Understand, I have great admiration for the man. I suspect he secretly developed a quantum machine that bends the space-time continuum so he can shoehorn 200 hours of work into one human day. His output is off the charts.
But forget the $6 billion. That’s a satchel of wooden nickels to Musk. He earned $6 billion last Monday between the hours of 8 a.m. and high noon. He could give the World Food Programme $100 billion and still never have to eat a mustard sandwich.
And that’s the thing: for all his material and intellectual achievements, the sad truth is Elon Musk also has the DNA of an internet troll. He can be petulant, as when he sent Jeff Bezos a silver medal after surpassing the Amazon founder to become No. 1 on the Forbes billionaire list. Often, it’s not clear if Musk is the smartest and richest person alive, or a douchey frat boy who loves to rile up the kegger with contrarian hot takes.
All I’m saying is hunger and famine are no time for stupid games of gotcha on Twitter. Elon, if you want to donate $6 billion, do it. We’ll give you a standing ovation. But if you never planned to, don’t create a headline-grabbing sideshow that casts aspersions on the very nature of philanthropy. David Beasley agreed to come to you, to itemize how your generous donation would be spent. Then, tellingly, you went radio silent.

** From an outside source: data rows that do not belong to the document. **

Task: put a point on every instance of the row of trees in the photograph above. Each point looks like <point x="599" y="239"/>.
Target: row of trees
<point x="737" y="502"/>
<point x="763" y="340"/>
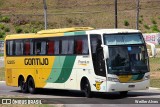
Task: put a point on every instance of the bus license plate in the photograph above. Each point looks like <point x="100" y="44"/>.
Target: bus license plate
<point x="131" y="86"/>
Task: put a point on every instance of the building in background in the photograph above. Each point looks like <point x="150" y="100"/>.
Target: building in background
<point x="1" y="46"/>
<point x="152" y="38"/>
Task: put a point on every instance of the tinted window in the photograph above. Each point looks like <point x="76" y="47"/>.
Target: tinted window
<point x="40" y="47"/>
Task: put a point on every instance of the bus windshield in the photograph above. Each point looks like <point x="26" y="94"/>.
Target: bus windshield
<point x="126" y="58"/>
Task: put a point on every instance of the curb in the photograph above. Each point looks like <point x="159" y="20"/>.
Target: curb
<point x="154" y="88"/>
<point x="2" y="81"/>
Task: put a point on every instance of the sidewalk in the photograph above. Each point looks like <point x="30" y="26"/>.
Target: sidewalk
<point x="1" y="58"/>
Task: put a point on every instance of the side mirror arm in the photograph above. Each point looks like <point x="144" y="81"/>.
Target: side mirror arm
<point x="105" y="51"/>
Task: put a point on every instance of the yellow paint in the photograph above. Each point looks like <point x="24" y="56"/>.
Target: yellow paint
<point x="98" y="85"/>
<point x="40" y="73"/>
<point x="63" y="30"/>
<point x="124" y="78"/>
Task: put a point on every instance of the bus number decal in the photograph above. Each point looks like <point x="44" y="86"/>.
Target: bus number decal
<point x="11" y="62"/>
<point x="36" y="61"/>
<point x="98" y="85"/>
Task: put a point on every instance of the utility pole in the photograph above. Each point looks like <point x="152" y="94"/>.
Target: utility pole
<point x="137" y="17"/>
<point x="116" y="24"/>
<point x="45" y="13"/>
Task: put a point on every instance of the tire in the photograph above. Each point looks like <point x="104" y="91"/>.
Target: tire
<point x="123" y="93"/>
<point x="87" y="89"/>
<point x="31" y="86"/>
<point x="23" y="85"/>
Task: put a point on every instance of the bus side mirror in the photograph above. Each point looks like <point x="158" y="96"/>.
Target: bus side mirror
<point x="105" y="51"/>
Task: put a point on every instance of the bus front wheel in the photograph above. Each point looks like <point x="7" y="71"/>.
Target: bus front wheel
<point x="87" y="89"/>
<point x="123" y="93"/>
<point x="23" y="85"/>
<point x="31" y="86"/>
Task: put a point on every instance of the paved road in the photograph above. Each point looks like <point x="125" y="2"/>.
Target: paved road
<point x="65" y="97"/>
<point x="1" y="62"/>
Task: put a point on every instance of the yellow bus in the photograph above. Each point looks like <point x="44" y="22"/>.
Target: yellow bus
<point x="80" y="58"/>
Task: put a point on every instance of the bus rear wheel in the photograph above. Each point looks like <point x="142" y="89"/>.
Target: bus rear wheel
<point x="31" y="86"/>
<point x="87" y="89"/>
<point x="23" y="85"/>
<point x="123" y="93"/>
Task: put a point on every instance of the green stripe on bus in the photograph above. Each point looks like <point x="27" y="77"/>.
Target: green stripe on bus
<point x="60" y="73"/>
<point x="75" y="33"/>
<point x="56" y="69"/>
<point x="66" y="69"/>
<point x="137" y="77"/>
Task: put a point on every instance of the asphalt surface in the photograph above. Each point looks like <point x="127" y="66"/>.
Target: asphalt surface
<point x="77" y="99"/>
<point x="1" y="62"/>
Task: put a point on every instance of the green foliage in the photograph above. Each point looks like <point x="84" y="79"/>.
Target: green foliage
<point x="153" y="21"/>
<point x="34" y="30"/>
<point x="140" y="21"/>
<point x="2" y="26"/>
<point x="2" y="34"/>
<point x="146" y="26"/>
<point x="26" y="31"/>
<point x="18" y="30"/>
<point x="126" y="23"/>
<point x="155" y="29"/>
<point x="5" y="19"/>
<point x="7" y="29"/>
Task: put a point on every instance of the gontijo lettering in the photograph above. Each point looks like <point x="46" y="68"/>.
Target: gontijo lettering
<point x="36" y="61"/>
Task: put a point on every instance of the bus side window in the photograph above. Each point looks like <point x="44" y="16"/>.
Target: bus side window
<point x="18" y="47"/>
<point x="10" y="48"/>
<point x="56" y="47"/>
<point x="64" y="46"/>
<point x="40" y="47"/>
<point x="50" y="47"/>
<point x="71" y="46"/>
<point x="27" y="48"/>
<point x="85" y="49"/>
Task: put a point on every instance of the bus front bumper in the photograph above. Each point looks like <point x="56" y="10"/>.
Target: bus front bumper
<point x="117" y="86"/>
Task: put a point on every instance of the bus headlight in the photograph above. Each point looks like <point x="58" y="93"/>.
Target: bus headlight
<point x="113" y="79"/>
<point x="147" y="77"/>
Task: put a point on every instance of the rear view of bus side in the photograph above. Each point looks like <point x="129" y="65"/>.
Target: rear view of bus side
<point x="80" y="58"/>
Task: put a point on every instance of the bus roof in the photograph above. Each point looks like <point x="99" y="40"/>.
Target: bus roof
<point x="60" y="32"/>
<point x="63" y="30"/>
<point x="112" y="31"/>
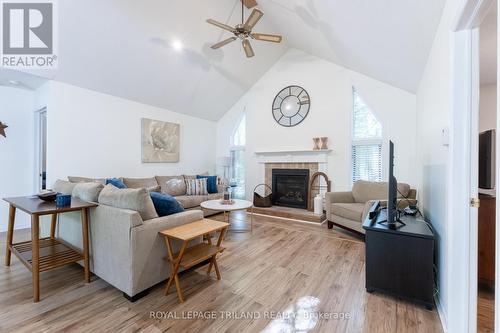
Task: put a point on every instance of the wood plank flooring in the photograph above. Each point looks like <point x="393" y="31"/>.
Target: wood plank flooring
<point x="485" y="310"/>
<point x="285" y="277"/>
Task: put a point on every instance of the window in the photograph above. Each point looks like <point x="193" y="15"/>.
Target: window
<point x="237" y="155"/>
<point x="366" y="153"/>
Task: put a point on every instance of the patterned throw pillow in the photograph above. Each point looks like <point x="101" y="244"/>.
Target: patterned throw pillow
<point x="196" y="186"/>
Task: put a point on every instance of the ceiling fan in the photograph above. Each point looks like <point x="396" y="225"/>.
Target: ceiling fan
<point x="243" y="31"/>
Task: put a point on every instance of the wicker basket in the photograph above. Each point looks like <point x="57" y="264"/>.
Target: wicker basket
<point x="262" y="201"/>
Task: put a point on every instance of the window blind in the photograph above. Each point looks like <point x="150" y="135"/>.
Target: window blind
<point x="367" y="162"/>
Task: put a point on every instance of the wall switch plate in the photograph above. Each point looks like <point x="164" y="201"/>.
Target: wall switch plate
<point x="445" y="136"/>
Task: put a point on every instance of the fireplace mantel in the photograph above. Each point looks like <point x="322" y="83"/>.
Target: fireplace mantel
<point x="291" y="156"/>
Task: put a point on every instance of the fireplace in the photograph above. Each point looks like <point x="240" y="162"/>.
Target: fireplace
<point x="290" y="187"/>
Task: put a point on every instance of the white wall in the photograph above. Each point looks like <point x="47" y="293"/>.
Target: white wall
<point x="330" y="90"/>
<point x="16" y="151"/>
<point x="434" y="109"/>
<point x="97" y="135"/>
<point x="488" y="107"/>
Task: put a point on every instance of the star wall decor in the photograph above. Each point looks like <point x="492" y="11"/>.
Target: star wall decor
<point x="2" y="129"/>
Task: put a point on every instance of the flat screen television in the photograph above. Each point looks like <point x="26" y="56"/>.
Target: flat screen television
<point x="392" y="204"/>
<point x="392" y="214"/>
<point x="486" y="169"/>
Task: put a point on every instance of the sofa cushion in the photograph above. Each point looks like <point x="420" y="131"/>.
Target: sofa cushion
<point x="211" y="183"/>
<point x="137" y="199"/>
<point x="140" y="182"/>
<point x="174" y="186"/>
<point x="362" y="190"/>
<point x="117" y="182"/>
<point x="165" y="204"/>
<point x="63" y="186"/>
<point x="190" y="201"/>
<point x="351" y="211"/>
<point x="196" y="187"/>
<point x="156" y="188"/>
<point x="87" y="191"/>
<point x="186" y="177"/>
<point x="73" y="179"/>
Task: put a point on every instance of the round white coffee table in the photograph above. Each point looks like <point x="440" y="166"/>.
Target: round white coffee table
<point x="238" y="204"/>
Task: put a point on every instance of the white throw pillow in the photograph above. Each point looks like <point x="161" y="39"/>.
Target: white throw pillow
<point x="137" y="199"/>
<point x="87" y="191"/>
<point x="175" y="187"/>
<point x="196" y="186"/>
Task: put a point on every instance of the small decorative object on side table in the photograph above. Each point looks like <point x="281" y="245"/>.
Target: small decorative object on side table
<point x="237" y="204"/>
<point x="187" y="258"/>
<point x="43" y="254"/>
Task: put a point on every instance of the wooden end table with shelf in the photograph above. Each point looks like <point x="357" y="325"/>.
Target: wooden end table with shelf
<point x="43" y="254"/>
<point x="188" y="257"/>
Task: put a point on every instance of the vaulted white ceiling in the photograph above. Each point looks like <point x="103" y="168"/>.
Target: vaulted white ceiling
<point x="389" y="40"/>
<point x="124" y="47"/>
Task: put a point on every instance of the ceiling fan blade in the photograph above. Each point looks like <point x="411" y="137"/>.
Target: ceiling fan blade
<point x="249" y="3"/>
<point x="221" y="25"/>
<point x="267" y="37"/>
<point x="248" y="48"/>
<point x="224" y="42"/>
<point x="252" y="20"/>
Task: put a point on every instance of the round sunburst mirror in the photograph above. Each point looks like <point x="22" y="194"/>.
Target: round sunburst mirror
<point x="291" y="106"/>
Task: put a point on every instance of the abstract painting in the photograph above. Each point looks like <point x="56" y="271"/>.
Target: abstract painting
<point x="160" y="141"/>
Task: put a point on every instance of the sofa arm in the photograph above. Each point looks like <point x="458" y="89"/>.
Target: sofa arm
<point x="149" y="251"/>
<point x="336" y="197"/>
<point x="402" y="203"/>
<point x="171" y="221"/>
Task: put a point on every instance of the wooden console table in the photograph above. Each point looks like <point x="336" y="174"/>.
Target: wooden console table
<point x="39" y="255"/>
<point x="187" y="258"/>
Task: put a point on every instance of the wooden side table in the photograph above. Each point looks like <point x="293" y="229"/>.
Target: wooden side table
<point x="187" y="258"/>
<point x="39" y="255"/>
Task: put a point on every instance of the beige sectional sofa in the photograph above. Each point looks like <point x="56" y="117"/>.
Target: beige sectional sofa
<point x="126" y="251"/>
<point x="187" y="201"/>
<point x="349" y="209"/>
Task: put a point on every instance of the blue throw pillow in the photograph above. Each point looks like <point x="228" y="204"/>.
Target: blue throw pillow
<point x="211" y="183"/>
<point x="116" y="182"/>
<point x="165" y="204"/>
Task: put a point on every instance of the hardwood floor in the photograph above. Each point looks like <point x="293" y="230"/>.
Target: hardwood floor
<point x="285" y="277"/>
<point x="485" y="310"/>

The world has many problems. Food scarcity is just one. But what the world does not need now is grandstanding space cowboy billionaires who are keen to score terrestrial points with their Intellectual Dark Web pals by showing up international agencies that are trying, however imperfectly, to prevent suffering and catastrophe.
That said, if this is how Musk wants to play it, the WFP should assume the role of moving the goalposts. Challenge Musk to give $6 billion and say you’ll provide an ex post facto forensic accounting of every dollar. Then, if he has issues at the end, refund his $6 billion. (I’m sure Bezos would be happy to help with this repayment just for the PR.)
Elon Musk has the resources to change the world. Instead, he’s too busy trolling.
Millions are on the verge of starvation. And to them, this is not a game.